Showing posts with label 1959. Show all posts
Showing posts with label 1959. Show all posts

Norman O. Brown on Modern and Archaic Economics (and Karl Polanyi)

To understand modern economics and money is to understand its relation to archaic [pre-modern] economics and money. But such a historical, and because historical also philosophical, approach to money is precisely what is lacking in the entire range of modern economic theory. 

Classical modern economic theorists, assuming the basic rationality of economic activity, assumed likewise that archaic economic activity was a core of secular rationalism in an otherwise rude and superstitious milieu. They assumed that economic activity was always and everywhere essentially the same in the fundamental motivation; economic activities were governed by economic motives-- that is, by economizing calculation. Assuming the psychology of economizing calculation, they correctly postulated its sociological correlate, the institution of ownership (property).

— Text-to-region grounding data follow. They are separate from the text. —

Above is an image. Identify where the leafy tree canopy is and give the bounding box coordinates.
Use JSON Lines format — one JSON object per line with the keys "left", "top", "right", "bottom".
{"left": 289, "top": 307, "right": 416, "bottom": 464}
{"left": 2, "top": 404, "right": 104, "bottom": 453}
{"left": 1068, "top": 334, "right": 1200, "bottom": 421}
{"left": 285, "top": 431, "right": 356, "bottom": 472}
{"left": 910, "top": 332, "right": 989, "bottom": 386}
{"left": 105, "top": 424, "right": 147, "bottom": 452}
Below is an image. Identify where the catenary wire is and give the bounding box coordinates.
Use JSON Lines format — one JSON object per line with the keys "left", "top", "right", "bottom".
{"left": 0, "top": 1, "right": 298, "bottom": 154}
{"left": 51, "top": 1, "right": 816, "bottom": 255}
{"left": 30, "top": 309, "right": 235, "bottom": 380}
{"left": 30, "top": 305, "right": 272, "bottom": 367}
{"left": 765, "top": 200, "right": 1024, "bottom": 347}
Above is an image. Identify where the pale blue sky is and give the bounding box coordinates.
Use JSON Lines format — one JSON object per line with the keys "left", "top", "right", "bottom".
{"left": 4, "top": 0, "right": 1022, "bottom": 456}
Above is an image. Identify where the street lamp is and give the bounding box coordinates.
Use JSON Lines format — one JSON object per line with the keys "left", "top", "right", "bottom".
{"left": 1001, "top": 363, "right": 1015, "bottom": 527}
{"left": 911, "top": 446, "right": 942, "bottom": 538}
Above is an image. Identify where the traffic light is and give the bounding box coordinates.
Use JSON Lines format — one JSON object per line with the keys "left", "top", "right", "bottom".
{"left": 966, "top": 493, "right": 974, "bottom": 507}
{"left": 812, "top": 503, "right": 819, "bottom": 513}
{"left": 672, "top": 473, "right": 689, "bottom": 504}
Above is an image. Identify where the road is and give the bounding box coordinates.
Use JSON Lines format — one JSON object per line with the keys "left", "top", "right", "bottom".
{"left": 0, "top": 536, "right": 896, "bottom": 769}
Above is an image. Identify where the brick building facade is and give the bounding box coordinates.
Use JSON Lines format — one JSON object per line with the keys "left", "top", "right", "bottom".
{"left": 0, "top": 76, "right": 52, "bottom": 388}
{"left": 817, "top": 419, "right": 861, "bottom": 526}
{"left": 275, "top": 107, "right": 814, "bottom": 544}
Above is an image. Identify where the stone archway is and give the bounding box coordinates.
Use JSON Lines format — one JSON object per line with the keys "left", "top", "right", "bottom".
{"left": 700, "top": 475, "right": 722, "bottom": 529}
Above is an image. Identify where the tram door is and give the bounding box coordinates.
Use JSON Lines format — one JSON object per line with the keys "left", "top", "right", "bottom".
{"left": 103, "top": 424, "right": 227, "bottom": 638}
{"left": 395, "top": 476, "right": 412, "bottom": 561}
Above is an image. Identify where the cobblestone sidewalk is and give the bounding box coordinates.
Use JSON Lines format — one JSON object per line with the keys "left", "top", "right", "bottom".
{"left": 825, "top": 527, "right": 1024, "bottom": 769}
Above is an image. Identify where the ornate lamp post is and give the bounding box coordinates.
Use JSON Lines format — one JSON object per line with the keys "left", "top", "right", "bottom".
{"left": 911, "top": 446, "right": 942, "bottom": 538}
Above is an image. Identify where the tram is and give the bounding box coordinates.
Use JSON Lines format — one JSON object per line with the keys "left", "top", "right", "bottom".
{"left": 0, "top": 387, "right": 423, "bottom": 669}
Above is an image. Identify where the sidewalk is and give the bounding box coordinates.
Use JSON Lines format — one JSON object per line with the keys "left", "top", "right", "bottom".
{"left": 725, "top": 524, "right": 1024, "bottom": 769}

Again from the psychology of economizing calculation, they deduced the division of labor and its institutional correlate, exchange in a market. 

But it is a safe generalization to say that the postulates of classical economic theory have no relation whatsoever to the anthropological facts. Archaic economics is not governed by economizing calculation. We can safely follow Karl Polanyi, the only economist who faces the facts and the problems they pose, when he says, "It is on this one negative point that modern ethnographers agree [in archaic economies we find]: the absence of the motive of gain [profit seeking]; the absence of the principle of laboring for remuneration [wage labor]; the absence of the principle of least effort [efficiencies]; and especially the absence of any distinct institution based on economic motives [free markets]. 

Excerpted from Life Against Death, 1959, "Filthy Lucre," pages 242-244. 

Hannah Arendt on the Modern Science of Economics and the Spirit of Greek Democracy

"The assumption that men 'behave' and do not 'act' in respect to each other, that lies at the root of the modern science of economics, whose birth coincided with the rise of society and which, together with its chief technical tool, statistics, became the social science par excellence. Economics-- until the modern age a not too important part of ethics and politics and based on the assumption that men act with respect to their economic activities as they act in every other respect-- could achieve a scientific character only when men had become social beings and unanimously followed certain patterns of behavior, so that those who did not keep the rules could be considered asocial or abnormal."

"It was not Karl Marx but liberal economists themselves [Adam Smith et al] who had to introduce the "communistic fiction," that is, to assume that there is one interest of society as a whole which with "an invisible hand" guides the behavior of men and produces the harmony of their conflicting interests. The difference between Marx and his forerunners was that he took the reality of the conflict [capital vs labor], as it presented itself in the society of his time , as seriously as the hypothetical fiction of harmony." 

Who were these actors who ruled by their exemplary actions before the mass conformity of behavioral statistics? 

"Large numbers of people, crowded together, develop an almost irresistible inclination towards despotism, be this despotism of a person or of majority rule; and although statistics, that is, the mathematical treatment of reality, was unknown prior to the modern age; the social phenomena which make such treatment possible-- great numbers, accounting for conformism, behaviorism, and automatism in human affairs-- were precisely those traits, which Greek self-understanding, distinguished the Persian civilization from their own."

And to which despotism the Greeks countered with democratic action in a system of direct democracy in Athens, 508-322 bce. Although, notably, the democratic response to Persian despotism was more oligarchic (rule by the few) than democratic (rule by the many). Citizenship in Athens, even in its heyday, represented 20% of the population at most; all men, no women, or slaves (as much as 1/3 of the population), nor even any non-Greeks. 

Still, the democratic promise of concepts like citizenship and popular rule empowered Greeks and resonated with the Romans enough that they tried to extend these democratic principles in a Republic that lasted for four centuries. And democratic rights remain popular to this day, you can be sure, wherever dictators and corrupt oligarchs rule; generally, wherever basic human rights are absent, at the very least. Democratic ideas have inspired many reforms and revolutions since the 17th century, defining the modern age as much as science or technology.